When he had received his education he began his clerical career first as a teaching fellow and secondly as an ordained priest who was given a region to rove and preach in. With Anglican leaders in control of Britain, he was not under immediate threat but tensions were high with other Christians--Roman Catholic Christians in particular. He preached and taught and served the Faith as best he knew how until Mary Tudor took control of the throne and fortunes were reversed. Soon thereafter he was arrested on charges of attempting to incite mob activity. These trumped up charges took away his freedom and imprisoned him in the Tower of London. It was from his window in the tower that he looked down upon some anonymous criminal going off to die for his crimes and remarked, "There but for the grace of God goes John Bradford." John had not lost his connection with God's grace and his need for God's forgiveness even as he had gained honor and received suffering. He knew well that it was only the grace of God that separated him from a life of unrepentant corruption. One thing he would share with that criminal, though, was a state-sponsored death.

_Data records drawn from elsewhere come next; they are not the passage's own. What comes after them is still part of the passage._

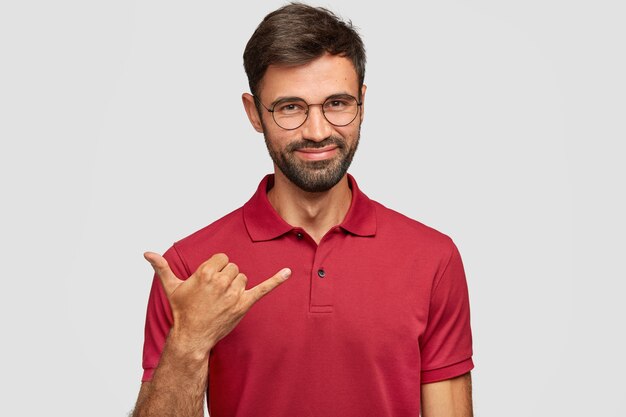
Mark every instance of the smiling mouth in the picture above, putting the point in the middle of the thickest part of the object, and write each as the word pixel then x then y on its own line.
pixel 317 154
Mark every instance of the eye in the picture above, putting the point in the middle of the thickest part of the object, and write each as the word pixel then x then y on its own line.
pixel 289 107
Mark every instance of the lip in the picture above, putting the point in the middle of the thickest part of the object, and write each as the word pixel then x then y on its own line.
pixel 317 154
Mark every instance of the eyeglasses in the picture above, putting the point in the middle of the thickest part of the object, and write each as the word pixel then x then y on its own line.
pixel 291 113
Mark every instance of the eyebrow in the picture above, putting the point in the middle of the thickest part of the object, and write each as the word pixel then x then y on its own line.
pixel 295 98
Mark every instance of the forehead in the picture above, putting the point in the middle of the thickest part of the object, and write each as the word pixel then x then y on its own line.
pixel 320 78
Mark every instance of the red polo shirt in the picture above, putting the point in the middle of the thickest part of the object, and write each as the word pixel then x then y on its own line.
pixel 379 307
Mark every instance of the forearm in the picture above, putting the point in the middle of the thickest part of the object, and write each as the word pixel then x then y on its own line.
pixel 449 398
pixel 178 386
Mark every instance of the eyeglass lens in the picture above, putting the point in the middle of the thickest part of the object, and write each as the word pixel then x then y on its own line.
pixel 292 113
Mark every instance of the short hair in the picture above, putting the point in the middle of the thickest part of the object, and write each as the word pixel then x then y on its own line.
pixel 297 34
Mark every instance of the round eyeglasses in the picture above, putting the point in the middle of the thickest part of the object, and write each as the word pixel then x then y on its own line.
pixel 291 113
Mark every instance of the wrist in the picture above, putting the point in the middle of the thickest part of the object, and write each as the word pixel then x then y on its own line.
pixel 188 348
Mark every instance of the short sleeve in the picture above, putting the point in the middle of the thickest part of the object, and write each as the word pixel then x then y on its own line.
pixel 446 345
pixel 159 316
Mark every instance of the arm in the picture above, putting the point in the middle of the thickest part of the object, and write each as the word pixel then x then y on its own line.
pixel 448 398
pixel 205 308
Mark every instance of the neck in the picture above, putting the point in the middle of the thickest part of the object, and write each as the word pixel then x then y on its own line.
pixel 316 213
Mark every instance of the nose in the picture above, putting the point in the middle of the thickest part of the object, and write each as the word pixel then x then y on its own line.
pixel 316 127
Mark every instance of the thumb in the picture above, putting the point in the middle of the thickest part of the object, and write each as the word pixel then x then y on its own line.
pixel 162 269
pixel 262 289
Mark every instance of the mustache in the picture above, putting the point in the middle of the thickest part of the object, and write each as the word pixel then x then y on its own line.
pixel 308 144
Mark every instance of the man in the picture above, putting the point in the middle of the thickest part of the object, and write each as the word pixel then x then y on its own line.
pixel 365 312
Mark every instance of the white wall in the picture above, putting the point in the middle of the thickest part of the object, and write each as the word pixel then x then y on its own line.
pixel 498 123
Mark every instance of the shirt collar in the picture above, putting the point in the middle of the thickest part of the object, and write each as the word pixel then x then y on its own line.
pixel 264 223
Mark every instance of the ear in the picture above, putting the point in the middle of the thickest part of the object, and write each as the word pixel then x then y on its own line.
pixel 363 89
pixel 253 115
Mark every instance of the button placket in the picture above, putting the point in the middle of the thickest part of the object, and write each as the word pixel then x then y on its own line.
pixel 321 279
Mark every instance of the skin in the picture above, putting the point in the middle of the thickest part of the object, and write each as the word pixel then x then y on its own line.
pixel 208 305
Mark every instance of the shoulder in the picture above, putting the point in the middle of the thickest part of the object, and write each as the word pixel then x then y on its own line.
pixel 197 246
pixel 411 233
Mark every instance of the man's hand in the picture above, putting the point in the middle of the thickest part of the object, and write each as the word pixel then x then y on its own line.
pixel 211 302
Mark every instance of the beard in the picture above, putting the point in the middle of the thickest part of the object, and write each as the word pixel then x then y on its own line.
pixel 314 176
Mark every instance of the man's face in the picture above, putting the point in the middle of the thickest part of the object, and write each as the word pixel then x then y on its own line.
pixel 317 155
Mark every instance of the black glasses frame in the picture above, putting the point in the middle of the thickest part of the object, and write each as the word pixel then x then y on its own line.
pixel 308 106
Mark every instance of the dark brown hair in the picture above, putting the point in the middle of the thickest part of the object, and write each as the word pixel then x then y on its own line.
pixel 297 34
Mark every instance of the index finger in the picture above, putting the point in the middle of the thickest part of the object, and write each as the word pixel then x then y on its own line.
pixel 254 294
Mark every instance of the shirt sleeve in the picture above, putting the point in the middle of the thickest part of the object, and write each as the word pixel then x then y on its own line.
pixel 159 315
pixel 446 345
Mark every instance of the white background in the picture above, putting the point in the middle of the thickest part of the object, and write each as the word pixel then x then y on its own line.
pixel 500 123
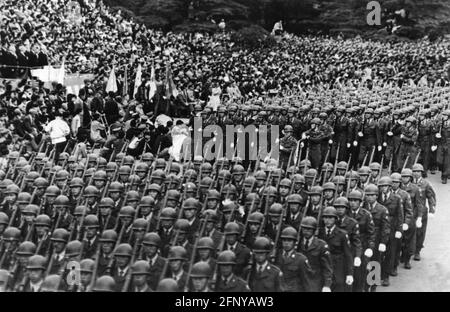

Some time after his famous remark, he was charged and tried before a court disposed toward execution. Predictably, he was found guilty and condemned to death at the hands of an Empire that would not accept his brand of resistance. He was tied to a stake with another man and wood was piled around his feet and body. As they brought the torch, he asked for forgiveness for any that he might have wronged and publicly offered forgiveness to those who had wronged him.Enveloped in forgiveness on all sides, he was set ablaze by murderous hands. He died a martyr of the reformation of the One, Holy, Catholic, and Apostolic Church. There with the grace of God went John Bradford.